Il musical di Webber e Rice sbarca in Italia con una protagonista d’eccezione: Malika Ayane
Non è mai troppo tardi. Evita di Webber e Rice, i due mitici e miliardari sir autori dei titoli più famosi del musical moderno, basti citare Jesus Christ Superstar, nativi nel West End più che a Broadway hanno scritto e prodotto Evita 38 anni fa, ma la prima edizione italiana a cura di Massimo Romeo Piparo arriva solo oggi.
Se ne era vista una in inglese e poi si era favoleggiato a lungo sulla difficoltà di trovare l’interprete, stesso discorso di Sunset Boulevard per cui ci vorrebbe Mina.

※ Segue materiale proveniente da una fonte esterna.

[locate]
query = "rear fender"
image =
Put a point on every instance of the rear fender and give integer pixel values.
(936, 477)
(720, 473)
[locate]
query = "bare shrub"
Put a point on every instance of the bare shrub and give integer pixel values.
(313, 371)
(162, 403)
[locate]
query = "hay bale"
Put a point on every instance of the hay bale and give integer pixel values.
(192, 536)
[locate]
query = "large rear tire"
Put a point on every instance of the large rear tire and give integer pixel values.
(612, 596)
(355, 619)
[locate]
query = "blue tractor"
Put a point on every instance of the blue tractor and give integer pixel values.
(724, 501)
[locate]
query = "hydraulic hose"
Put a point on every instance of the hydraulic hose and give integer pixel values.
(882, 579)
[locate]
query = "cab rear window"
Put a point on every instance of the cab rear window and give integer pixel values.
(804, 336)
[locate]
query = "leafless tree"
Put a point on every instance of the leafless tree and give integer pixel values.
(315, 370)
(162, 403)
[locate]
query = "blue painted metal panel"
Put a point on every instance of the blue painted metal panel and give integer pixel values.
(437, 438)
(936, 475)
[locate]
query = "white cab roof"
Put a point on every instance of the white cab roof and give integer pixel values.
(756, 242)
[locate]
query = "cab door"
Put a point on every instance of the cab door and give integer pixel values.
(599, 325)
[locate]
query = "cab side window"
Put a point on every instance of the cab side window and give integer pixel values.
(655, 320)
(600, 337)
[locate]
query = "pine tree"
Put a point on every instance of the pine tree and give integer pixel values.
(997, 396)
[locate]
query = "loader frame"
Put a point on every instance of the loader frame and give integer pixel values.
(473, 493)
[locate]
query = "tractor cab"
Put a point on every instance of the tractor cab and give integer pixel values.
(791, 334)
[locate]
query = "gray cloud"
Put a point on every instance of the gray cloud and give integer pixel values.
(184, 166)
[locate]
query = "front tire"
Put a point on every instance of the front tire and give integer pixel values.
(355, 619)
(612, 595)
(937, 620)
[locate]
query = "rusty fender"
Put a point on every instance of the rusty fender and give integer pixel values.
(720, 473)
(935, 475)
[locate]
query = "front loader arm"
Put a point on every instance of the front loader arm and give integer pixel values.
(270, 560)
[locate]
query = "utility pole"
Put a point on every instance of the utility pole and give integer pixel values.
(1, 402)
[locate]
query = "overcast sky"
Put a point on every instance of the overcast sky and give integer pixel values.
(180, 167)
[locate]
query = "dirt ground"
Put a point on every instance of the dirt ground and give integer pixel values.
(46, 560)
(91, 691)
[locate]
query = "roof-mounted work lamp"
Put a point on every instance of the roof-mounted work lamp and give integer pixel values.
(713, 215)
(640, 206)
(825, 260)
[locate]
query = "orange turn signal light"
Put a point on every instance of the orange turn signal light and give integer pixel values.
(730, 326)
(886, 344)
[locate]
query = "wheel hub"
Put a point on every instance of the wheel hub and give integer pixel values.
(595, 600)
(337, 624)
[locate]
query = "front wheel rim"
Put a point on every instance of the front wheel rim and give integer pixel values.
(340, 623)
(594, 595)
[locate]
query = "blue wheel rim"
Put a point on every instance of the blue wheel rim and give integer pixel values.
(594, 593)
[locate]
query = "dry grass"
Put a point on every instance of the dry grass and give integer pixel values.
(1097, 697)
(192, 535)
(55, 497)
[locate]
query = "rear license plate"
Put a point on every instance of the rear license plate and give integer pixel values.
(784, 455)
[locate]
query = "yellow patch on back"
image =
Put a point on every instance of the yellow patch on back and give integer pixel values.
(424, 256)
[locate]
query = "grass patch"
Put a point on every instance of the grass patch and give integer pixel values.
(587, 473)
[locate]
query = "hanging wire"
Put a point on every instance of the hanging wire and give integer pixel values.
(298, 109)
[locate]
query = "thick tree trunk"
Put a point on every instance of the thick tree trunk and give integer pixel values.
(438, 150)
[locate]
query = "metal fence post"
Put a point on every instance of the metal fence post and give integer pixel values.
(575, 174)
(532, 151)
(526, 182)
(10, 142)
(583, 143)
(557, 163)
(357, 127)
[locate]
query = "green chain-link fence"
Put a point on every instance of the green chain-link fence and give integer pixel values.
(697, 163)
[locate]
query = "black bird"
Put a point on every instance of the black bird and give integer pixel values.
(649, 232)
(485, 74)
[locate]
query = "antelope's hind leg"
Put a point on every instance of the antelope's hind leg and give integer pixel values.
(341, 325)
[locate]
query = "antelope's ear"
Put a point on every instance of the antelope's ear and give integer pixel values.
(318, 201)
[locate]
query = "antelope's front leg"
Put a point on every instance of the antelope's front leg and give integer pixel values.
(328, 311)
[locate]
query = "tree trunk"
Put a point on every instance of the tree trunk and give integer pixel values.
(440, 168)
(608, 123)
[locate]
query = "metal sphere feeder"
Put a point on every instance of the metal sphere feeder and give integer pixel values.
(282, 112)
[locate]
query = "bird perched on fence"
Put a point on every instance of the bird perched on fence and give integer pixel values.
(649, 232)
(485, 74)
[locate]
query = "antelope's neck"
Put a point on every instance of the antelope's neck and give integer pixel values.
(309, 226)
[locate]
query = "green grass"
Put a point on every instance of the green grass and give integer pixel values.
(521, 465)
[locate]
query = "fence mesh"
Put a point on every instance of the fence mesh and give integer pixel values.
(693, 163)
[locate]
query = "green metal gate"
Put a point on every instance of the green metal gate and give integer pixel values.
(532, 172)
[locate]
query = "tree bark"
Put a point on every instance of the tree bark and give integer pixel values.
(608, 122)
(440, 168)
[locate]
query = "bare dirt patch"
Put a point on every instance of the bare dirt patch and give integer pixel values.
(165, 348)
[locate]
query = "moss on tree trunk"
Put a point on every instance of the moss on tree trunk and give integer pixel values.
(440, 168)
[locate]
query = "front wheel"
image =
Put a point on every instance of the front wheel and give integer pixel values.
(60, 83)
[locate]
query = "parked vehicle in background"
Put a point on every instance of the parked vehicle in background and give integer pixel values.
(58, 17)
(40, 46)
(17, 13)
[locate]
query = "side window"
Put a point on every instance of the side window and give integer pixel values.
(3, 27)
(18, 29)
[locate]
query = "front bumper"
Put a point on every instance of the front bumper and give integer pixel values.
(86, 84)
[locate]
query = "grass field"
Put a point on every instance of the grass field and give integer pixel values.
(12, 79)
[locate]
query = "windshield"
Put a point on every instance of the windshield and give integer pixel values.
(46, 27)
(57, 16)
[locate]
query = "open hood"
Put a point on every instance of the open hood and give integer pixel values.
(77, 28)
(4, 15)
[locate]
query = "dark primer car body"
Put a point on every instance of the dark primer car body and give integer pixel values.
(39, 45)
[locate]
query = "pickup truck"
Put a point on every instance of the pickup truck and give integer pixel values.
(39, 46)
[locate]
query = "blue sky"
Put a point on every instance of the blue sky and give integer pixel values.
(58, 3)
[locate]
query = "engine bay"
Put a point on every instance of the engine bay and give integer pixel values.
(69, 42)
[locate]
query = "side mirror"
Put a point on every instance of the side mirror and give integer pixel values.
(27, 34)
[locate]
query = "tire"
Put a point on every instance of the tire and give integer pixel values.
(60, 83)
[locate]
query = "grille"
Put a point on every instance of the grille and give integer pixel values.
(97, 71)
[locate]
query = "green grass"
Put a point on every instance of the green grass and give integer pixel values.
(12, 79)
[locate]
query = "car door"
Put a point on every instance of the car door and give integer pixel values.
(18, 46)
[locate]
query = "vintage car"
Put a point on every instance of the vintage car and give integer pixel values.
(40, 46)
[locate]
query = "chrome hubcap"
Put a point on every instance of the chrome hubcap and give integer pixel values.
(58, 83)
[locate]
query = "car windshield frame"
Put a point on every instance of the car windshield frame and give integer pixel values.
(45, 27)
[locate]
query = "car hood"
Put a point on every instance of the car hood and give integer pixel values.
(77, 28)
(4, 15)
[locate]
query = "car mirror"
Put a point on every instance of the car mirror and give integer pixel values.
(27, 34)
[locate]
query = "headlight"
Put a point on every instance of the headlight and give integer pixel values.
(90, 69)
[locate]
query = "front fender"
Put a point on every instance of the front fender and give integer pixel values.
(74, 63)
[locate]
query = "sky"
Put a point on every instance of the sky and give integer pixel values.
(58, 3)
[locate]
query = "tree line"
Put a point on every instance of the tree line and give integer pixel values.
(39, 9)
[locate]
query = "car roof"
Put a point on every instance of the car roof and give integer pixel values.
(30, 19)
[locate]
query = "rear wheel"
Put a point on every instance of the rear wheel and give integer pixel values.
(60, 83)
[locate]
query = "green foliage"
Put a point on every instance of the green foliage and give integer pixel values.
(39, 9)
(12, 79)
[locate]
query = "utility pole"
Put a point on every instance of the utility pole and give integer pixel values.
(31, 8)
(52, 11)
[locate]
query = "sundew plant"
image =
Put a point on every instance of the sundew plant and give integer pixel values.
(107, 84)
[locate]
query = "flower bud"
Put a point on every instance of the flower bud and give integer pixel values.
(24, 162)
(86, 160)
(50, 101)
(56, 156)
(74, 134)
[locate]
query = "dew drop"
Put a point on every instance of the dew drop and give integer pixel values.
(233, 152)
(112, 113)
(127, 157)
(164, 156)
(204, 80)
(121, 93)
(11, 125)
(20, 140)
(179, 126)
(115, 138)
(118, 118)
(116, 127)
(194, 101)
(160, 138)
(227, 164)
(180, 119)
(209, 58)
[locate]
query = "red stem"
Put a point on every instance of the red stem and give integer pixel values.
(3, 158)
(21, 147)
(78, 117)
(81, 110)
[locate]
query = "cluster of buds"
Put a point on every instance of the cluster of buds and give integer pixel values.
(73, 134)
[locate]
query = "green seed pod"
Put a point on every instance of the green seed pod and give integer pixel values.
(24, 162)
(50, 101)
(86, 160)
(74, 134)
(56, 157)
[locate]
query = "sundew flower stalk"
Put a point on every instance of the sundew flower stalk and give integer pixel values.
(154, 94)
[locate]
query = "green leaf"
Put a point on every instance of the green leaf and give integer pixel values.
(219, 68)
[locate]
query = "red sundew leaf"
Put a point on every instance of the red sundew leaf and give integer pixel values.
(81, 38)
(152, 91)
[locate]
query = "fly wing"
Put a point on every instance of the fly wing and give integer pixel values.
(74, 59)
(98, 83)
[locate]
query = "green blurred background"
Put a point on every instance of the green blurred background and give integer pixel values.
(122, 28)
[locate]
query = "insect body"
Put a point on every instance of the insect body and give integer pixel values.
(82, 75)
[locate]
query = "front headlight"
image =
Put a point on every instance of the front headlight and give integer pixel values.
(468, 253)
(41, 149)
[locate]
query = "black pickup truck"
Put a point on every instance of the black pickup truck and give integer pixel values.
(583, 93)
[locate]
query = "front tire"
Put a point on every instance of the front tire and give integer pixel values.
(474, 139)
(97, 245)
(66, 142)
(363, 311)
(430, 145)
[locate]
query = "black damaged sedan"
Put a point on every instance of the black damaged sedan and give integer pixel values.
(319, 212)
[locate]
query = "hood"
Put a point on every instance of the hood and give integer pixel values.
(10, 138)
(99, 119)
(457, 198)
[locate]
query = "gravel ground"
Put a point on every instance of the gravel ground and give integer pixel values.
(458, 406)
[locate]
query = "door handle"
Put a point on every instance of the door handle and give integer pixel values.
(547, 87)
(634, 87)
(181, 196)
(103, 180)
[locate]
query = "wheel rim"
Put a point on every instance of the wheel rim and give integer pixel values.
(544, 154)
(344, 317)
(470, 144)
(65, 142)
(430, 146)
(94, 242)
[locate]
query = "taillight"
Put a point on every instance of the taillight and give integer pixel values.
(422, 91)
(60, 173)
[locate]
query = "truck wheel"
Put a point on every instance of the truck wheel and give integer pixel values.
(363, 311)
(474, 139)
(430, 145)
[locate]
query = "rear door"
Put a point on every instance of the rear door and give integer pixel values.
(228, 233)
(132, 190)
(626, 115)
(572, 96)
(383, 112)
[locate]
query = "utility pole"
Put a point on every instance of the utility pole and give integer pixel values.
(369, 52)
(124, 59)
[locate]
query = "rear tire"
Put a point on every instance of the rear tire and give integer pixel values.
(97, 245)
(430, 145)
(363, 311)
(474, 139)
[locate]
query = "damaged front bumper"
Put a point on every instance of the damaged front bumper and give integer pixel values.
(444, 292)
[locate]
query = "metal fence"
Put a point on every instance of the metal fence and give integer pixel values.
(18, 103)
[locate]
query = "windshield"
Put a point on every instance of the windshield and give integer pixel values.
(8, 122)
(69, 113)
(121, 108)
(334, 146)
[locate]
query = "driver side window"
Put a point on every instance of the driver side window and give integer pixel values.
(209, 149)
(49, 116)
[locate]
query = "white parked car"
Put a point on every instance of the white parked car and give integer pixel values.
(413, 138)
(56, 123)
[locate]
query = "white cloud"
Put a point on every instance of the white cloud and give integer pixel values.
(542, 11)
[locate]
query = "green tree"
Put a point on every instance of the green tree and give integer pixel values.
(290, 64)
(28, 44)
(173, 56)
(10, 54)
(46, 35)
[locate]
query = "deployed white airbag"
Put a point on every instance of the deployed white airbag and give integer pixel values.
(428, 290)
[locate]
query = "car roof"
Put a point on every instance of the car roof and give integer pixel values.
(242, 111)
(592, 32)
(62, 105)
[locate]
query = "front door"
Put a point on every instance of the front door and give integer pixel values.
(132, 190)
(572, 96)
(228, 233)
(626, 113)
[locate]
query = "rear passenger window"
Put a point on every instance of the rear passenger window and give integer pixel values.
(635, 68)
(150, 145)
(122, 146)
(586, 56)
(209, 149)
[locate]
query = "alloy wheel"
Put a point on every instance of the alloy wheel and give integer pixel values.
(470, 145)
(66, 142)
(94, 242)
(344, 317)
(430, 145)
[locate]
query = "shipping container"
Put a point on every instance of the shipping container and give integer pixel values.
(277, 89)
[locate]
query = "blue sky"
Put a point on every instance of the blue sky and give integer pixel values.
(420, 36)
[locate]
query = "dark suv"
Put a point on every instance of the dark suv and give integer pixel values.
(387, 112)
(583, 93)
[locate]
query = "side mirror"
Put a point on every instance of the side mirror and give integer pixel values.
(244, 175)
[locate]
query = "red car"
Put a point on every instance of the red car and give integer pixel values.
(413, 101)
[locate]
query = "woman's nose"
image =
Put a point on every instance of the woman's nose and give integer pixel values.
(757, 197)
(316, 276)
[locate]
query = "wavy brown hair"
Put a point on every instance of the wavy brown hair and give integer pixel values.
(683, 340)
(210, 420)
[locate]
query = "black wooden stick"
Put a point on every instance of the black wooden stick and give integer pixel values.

Oggi finalmente il Vangelo secondo Evita approda presso il nostro pubblico e tra l’altro l’Italia è stato uno dei paesi di riferimento di donna Peron che venne ricevuta da Pio XII anche se questo spezzone, in genere presente, nella edizione odierna manca.
Per il resto Piparo si è attenuto al format di uno spettacolo riuscitissimo che mescola il vento argentino, le cadenze della sua musica, brutti ricordi populisti (mai tramontati, anzi…), volate di tango. I rinomati Webber e Rice, raccontano nel famoso musical la resistibile ascesa di donna Eva Duarte umile ballerina che seduce non solo Peron, ma poi gli argentini tutti in nome del populismo cantando dal balcone di casa Rosada Don’t cry for me Argentina che è la song dello show che tutti hanno nelle orecchie e che viene ribadito nel finalissimo.
Un melò destino crudele uccise Evita a 33 anni nel ‘52, come noto: martirio? Il bel musical che sfiora l’attualità carismatica del potere, è raccontato (si diceva allora brechtianamente) dal Che, nel senso di un prototipo Che Guevara, ieri vestito ad hoc e subito riconoscibile, oggi invece bisogna leggerlo sulla locandina altrimenti nessuno collega. Lui narra questa storia di potere e di illusioni ed è l’anima contraria ma complice della lugubre e seduttiva eroina cui Malika Ayane, vera star in prestito al musical, offre potenza vocale anche se obbligata in una maschera terrea con i lineamenti del viso marcati, mentre ci vorrebbe più scioltezza e seduzione.
Lo spettacolo, che non rinuncia neppure al tocco psichedelico, è un poco rimaneggiato da Piparo rispetto alla versione storica di Harold Prince (oltre a togliere l’incontro col Papa e il gioco dei 4 cantoni, aggiunge la Santa Giovanna di Dreyer), vanta una funzionale scenografia mobile, pur in un allestimento non fastosissimo, e venti ballerini sedotti dalla contagiosa, bella partitura e dalle sue calde ventate di tango e di morte. Ma la sorpresa è Filippo Strocchi che interviene e cuce le anime del racconto inserendosi come coscienza storica, un Che meno folk di ieri ma con doppie doti vocali ed una portentosa agilità fisica e soprattutto una presenza di attore che ne fanno infine la vera star.